DecisionTreeClassifier(criterion='entropy', max_depth=3)

In [9]:
predTree = diabTree.predict(X_test)
print("Decision Tree Accuracy: ", metrics.accuracy_score(y_test, predTree))

Decision Tree Accuracy:  0.7337662337662337


# Using Logistic Regression

In [10]:
from sklearn.linear_model import LogisticRegression
LR = LogisticRegression(C=0.03, solver='liblinear').fit(X_train,y_train)

In [11]:
yhat = LR.predict(X_test)  #Make prediction on test set
print("Logistic Regression Accuracy: ", metrics.accuracy_score(y_test, yhat))
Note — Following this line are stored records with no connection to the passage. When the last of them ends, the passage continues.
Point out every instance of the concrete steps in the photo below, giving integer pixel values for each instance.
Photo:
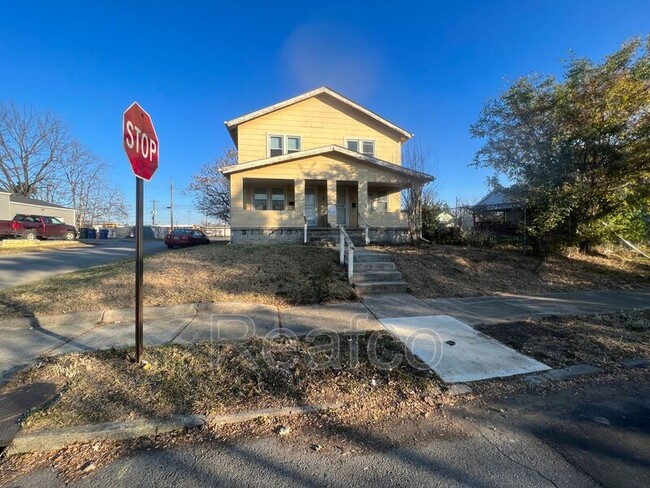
(376, 273)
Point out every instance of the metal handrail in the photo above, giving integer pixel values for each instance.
(344, 239)
(366, 225)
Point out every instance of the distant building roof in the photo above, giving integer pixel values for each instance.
(33, 201)
(494, 201)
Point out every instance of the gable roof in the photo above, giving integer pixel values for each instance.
(232, 124)
(234, 168)
(34, 201)
(495, 201)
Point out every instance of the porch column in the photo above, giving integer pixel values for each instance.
(331, 203)
(362, 199)
(299, 197)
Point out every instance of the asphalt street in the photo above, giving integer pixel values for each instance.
(594, 436)
(23, 268)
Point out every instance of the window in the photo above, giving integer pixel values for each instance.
(378, 200)
(279, 145)
(260, 198)
(293, 144)
(270, 198)
(366, 147)
(277, 199)
(275, 146)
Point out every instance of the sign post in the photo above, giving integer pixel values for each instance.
(141, 146)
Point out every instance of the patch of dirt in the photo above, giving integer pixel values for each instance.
(445, 271)
(599, 340)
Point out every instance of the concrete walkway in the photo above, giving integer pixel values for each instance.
(508, 307)
(24, 340)
(439, 331)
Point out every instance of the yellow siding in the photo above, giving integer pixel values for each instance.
(331, 168)
(319, 121)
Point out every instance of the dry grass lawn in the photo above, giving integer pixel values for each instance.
(276, 275)
(445, 271)
(602, 341)
(18, 246)
(214, 379)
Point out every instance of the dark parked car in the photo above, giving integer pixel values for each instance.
(186, 237)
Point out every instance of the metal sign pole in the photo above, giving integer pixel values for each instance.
(139, 265)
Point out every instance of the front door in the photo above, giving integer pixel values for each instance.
(342, 206)
(310, 205)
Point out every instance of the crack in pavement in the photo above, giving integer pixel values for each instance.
(504, 454)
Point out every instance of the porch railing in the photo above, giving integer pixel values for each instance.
(366, 228)
(344, 240)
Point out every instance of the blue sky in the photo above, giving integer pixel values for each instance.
(427, 66)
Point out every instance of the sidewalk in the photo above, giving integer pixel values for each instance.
(440, 332)
(24, 340)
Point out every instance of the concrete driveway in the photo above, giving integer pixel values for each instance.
(24, 268)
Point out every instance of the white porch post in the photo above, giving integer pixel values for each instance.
(331, 203)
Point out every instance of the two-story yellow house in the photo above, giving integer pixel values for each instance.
(318, 159)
Logistic Regression Accuracy:  0.7792207792207793


# Using SVM

In [12]:
from sklearn import svm

clf = svm.SVC(kernel='rbf') #Create classifier
clf.fit(X_train, y_train) #Fit training data

yhat = clf.predict(X_test) #Make new prediction on test set
print("SVM Accuracy: ", metrics.accuracy_score(y_test, yhat)) #evaluate accuracy

SVM Accuracy:  0.7402597402597403


# Conclusion

All for algorithms appear to be doing a reasonably good job at explaining the data, with accuracy rates of around 75% when being tested on the test set. Logistic Regression and KNN do a slightly better job (around 77-78%) than SVM and decision trees (73-74%).